By DONNA BALANCIA — NASCAR’s ban on testing for 2009 was done to save money for participating teams, but it will cost Brevard County hundreds of thousands of dollars in lost tourism revenue, county officials estimate.
Testing vehicles, a critical element to getting the teams and drivers familiar with elements of their race cars, takes place at a series of locations prior to NASCAR events. Testing is considered by many to be the “spring training” of NASCAR, and in early January, Daytona International Speedway hosted sessions leading up to Speed Weeks.
For hoteliers, retailers and restaurateurs in Volusia and Brevard counties, January testing provided a boost before tourist season officially kicked off in the spring. The ban means that tourists passing through Brevard County and Daytona won’t do so this year.

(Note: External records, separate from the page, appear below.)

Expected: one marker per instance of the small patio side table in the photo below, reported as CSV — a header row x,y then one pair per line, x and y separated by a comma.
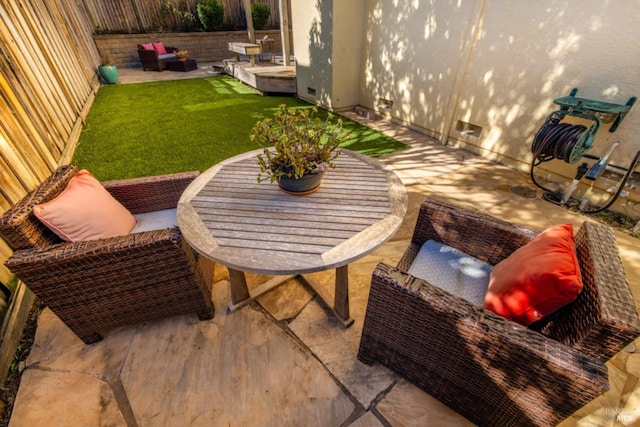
x,y
230,218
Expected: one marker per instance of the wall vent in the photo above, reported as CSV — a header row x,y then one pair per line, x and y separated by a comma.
x,y
468,129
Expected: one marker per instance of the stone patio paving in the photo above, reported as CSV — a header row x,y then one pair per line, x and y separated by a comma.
x,y
284,361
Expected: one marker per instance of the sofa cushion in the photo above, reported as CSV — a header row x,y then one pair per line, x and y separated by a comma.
x,y
452,270
85,210
537,279
167,56
156,220
159,48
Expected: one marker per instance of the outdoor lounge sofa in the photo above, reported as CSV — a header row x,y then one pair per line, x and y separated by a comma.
x,y
95,286
491,370
153,56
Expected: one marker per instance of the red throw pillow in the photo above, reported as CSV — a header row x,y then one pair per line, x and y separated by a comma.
x,y
159,47
85,210
537,279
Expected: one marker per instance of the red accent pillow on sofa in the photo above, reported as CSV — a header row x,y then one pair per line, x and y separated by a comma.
x,y
537,279
159,47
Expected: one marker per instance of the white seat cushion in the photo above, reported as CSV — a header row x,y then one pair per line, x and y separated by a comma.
x,y
452,270
156,220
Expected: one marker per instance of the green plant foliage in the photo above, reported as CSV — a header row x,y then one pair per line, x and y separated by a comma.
x,y
303,142
260,13
211,14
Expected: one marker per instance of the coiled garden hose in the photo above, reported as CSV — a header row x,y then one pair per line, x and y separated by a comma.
x,y
557,141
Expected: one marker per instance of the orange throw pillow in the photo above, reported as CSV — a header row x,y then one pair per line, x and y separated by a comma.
x,y
537,279
85,210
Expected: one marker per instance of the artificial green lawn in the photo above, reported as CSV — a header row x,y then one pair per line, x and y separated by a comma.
x,y
155,128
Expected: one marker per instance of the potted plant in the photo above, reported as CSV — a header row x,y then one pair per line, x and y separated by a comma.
x,y
108,71
297,147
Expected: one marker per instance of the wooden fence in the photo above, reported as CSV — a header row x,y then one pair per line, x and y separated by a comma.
x,y
48,79
141,16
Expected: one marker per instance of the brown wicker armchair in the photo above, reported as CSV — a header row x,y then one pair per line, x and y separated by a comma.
x,y
491,370
150,59
98,285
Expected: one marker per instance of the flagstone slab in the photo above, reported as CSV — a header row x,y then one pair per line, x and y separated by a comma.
x,y
67,399
237,369
56,347
336,346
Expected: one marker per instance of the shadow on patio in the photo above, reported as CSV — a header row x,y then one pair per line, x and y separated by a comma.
x,y
284,360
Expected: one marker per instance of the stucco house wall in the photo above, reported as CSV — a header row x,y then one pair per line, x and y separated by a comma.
x,y
497,65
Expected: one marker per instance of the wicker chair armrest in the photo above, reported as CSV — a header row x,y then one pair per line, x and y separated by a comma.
x,y
474,233
153,193
462,353
84,251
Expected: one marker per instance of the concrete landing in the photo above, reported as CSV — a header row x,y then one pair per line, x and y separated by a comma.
x,y
266,77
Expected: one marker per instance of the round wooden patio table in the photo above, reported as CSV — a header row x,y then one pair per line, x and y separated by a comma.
x,y
230,218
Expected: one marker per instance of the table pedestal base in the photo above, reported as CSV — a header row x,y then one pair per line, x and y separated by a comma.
x,y
241,296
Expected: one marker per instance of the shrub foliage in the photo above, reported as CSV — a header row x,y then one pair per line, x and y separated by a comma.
x,y
211,14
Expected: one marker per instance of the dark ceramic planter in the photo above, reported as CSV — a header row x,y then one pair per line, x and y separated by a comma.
x,y
305,185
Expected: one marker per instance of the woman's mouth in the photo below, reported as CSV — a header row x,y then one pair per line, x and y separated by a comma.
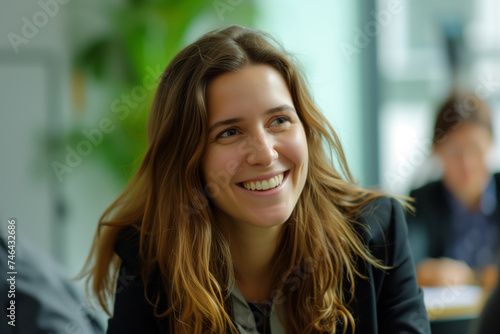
x,y
263,185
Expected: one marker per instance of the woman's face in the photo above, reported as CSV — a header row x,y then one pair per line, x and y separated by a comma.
x,y
464,155
256,160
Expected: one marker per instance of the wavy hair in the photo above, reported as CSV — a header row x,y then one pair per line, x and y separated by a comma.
x,y
179,239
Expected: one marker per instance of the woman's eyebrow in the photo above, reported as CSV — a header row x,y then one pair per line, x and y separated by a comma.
x,y
283,107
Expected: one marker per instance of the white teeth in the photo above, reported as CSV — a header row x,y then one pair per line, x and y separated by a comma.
x,y
265,184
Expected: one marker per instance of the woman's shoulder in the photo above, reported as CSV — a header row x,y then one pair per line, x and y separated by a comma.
x,y
381,223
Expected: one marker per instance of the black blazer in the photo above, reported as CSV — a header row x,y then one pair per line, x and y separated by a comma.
x,y
430,228
386,302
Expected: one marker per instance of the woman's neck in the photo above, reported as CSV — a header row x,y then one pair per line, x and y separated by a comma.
x,y
252,249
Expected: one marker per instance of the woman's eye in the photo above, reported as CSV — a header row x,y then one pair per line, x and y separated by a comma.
x,y
228,133
280,120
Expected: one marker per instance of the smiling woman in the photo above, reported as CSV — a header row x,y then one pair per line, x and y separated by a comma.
x,y
274,238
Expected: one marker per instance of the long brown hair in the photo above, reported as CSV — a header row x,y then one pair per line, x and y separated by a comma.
x,y
167,203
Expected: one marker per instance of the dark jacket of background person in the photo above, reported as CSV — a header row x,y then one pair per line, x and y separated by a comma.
x,y
386,302
431,228
45,300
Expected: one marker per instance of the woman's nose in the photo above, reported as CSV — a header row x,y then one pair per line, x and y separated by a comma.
x,y
261,149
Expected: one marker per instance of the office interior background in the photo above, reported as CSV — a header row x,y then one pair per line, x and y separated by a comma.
x,y
76,82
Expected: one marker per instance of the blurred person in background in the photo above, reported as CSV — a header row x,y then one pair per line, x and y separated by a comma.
x,y
40,298
454,232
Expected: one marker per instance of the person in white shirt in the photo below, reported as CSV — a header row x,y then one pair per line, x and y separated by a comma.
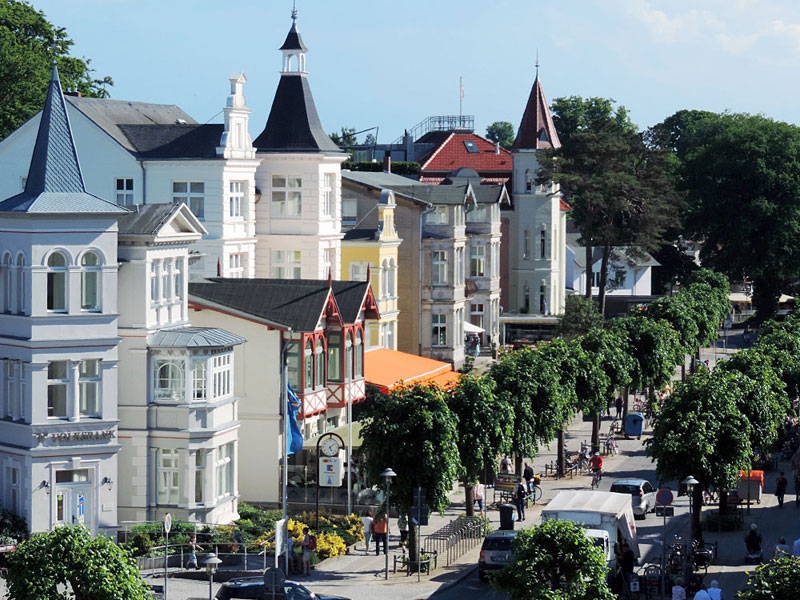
x,y
678,592
714,592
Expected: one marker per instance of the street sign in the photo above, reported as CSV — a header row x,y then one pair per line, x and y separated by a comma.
x,y
664,497
330,471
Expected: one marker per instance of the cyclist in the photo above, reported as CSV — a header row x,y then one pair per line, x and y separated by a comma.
x,y
596,463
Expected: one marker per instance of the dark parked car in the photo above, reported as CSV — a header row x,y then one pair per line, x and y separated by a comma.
x,y
253,587
643,495
496,551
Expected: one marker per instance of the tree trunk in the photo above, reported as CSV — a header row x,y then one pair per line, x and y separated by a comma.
x,y
469,498
601,295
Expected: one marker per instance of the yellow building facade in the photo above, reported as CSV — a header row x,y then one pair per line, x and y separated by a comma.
x,y
373,253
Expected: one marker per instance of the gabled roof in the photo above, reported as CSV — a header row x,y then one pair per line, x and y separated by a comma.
x,y
195,337
452,153
109,114
293,124
167,221
536,130
55,183
298,304
174,140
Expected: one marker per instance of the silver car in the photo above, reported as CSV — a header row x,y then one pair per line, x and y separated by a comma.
x,y
496,552
643,495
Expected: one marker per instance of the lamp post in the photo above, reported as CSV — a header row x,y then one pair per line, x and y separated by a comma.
x,y
388,474
690,482
211,566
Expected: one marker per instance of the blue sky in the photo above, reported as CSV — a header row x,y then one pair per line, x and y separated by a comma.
x,y
391,64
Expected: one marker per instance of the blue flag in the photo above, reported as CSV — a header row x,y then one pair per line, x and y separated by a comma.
x,y
295,437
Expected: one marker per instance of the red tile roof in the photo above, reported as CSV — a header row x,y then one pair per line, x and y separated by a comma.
x,y
452,154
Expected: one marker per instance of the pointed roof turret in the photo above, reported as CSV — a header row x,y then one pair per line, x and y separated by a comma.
x,y
293,124
55,183
536,131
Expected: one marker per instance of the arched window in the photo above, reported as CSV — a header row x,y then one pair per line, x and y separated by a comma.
x,y
359,370
348,357
309,363
392,282
90,281
57,282
319,360
21,284
169,380
7,282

Already, said Robert Luber, owner of Victory Circle, a NASCAR collector store in Melbourne, business has been slower than he’s seen it in the four years he’s been operating. He thinks that the ban on testing will make his sales slow even more.
“It’s going to hurt all the local businesses, now that they’ve done away with testing for 2009,” Luber said. “We get some of that business from the NASCAR fans who go to Daytona. This latest makes a bad situation even worse. I know things with my counterparts in other parts of the county are the same.”